Ce sont ces découvertes récentes qui ont décidé l'Union astronomique internationale (UAI), souveraine en matière de terminologie astrale, à clarifier au moins la situation dans le Système solaire. A Prague, le 24 août, son assemblée générale a adopté une nouvelle définition du terme planète, dont l'effet immédiat a été de rétrograder Pluton dans la toute nouvelle famille des planètes naines. Les tensions qui ont entouré cette résolution, et les protestations qu'elle a suscitées depuis, montrent toutefois que plus rien ne sera désormais simple au royaume de la nomenclature.
Certains critères n'ont pourtant jamais varié. Une planète n'émet pas de lumière visible : elle ne peut que refléter celle de l'étoile autour de laquelle elle doit obligatoirement décrire une orbite. L'UAI ne badine pas avec cette condition. En marge de sa précédente assemblée générale, en 2003, l'une de ses commissions a rejeté ces astres isolés que les astronomes commencent à repérer dans les recoins de notre galaxie. Ces "célibataires" sont bien trop louches pour qu'on leur accorde même le titre de "planètes flottantes" que certains se risquaient à employer. Pour éviter toute ambiguïté, prière de les désigner comme "planemos" ou "objets de masse planétaire".

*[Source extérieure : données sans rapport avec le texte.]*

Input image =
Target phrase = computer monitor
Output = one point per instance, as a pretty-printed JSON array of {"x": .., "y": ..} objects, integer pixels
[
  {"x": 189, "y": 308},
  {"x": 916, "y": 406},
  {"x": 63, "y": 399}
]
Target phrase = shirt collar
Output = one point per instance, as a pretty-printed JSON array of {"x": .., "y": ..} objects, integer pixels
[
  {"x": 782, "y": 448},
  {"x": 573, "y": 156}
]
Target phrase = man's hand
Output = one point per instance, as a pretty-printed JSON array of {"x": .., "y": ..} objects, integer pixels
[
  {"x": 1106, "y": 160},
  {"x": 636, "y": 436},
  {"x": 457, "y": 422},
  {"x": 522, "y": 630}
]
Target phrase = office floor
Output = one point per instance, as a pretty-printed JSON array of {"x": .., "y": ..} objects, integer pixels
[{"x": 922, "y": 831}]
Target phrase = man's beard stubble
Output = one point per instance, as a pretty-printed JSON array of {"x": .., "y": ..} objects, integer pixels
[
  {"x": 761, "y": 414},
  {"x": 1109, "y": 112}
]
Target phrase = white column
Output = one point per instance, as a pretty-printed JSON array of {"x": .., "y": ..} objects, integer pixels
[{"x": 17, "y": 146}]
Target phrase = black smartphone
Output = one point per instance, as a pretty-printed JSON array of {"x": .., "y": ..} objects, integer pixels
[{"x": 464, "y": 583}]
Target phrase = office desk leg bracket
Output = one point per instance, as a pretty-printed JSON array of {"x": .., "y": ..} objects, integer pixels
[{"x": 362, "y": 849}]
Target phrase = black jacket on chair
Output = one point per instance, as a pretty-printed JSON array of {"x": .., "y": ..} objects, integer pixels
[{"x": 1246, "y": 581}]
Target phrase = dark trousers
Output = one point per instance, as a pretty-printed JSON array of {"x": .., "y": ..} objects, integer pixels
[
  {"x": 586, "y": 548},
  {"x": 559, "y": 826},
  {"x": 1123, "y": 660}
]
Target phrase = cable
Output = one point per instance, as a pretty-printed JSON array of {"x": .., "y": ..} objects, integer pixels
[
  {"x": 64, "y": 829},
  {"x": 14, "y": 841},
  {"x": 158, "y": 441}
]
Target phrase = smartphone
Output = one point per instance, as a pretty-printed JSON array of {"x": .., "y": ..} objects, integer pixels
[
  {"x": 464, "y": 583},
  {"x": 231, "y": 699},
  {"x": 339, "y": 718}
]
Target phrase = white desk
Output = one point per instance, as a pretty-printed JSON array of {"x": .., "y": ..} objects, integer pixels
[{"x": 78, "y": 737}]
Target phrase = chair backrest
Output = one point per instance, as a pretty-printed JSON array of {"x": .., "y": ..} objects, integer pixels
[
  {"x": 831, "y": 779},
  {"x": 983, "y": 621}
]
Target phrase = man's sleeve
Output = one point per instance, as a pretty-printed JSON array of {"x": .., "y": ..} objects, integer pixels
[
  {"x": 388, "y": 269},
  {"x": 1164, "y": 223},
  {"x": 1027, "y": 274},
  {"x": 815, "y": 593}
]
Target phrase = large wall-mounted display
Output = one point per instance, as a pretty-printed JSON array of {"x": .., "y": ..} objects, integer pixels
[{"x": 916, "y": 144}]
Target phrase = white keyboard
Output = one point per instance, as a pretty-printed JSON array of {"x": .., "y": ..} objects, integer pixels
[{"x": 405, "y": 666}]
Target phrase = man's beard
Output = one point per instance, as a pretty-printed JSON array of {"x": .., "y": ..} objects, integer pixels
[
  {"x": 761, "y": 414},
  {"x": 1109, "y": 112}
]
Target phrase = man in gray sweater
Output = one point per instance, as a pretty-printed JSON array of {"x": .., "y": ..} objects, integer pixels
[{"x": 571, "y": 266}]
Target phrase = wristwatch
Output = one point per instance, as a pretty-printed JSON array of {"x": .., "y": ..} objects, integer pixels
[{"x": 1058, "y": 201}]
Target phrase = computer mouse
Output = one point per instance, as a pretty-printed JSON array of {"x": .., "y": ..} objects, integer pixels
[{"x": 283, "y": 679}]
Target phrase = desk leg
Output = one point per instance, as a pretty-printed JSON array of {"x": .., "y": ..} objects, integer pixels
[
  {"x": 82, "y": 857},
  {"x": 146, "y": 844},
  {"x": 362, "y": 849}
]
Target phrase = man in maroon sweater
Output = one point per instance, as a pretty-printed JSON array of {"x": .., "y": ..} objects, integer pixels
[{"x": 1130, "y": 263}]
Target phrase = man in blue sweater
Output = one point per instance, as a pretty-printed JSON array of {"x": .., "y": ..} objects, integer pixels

La masse, c'est justement le critère central de la nouvelle définition. Celle des élues doit être suffisante pour que la force qui donne leur cohésion et leur forme patatoïde aux petits corps tels que les astéroïdes et les comètes puisse s'effacer devant l'action de la gravité. Dans les astres dont le diamètre excède 500 km environ, celle-ci attire, de façon égale, toute la matière vers le centre de l'objet. Elle le maintient ainsi dans un équilibre qui lui assure une forme presque sphérique.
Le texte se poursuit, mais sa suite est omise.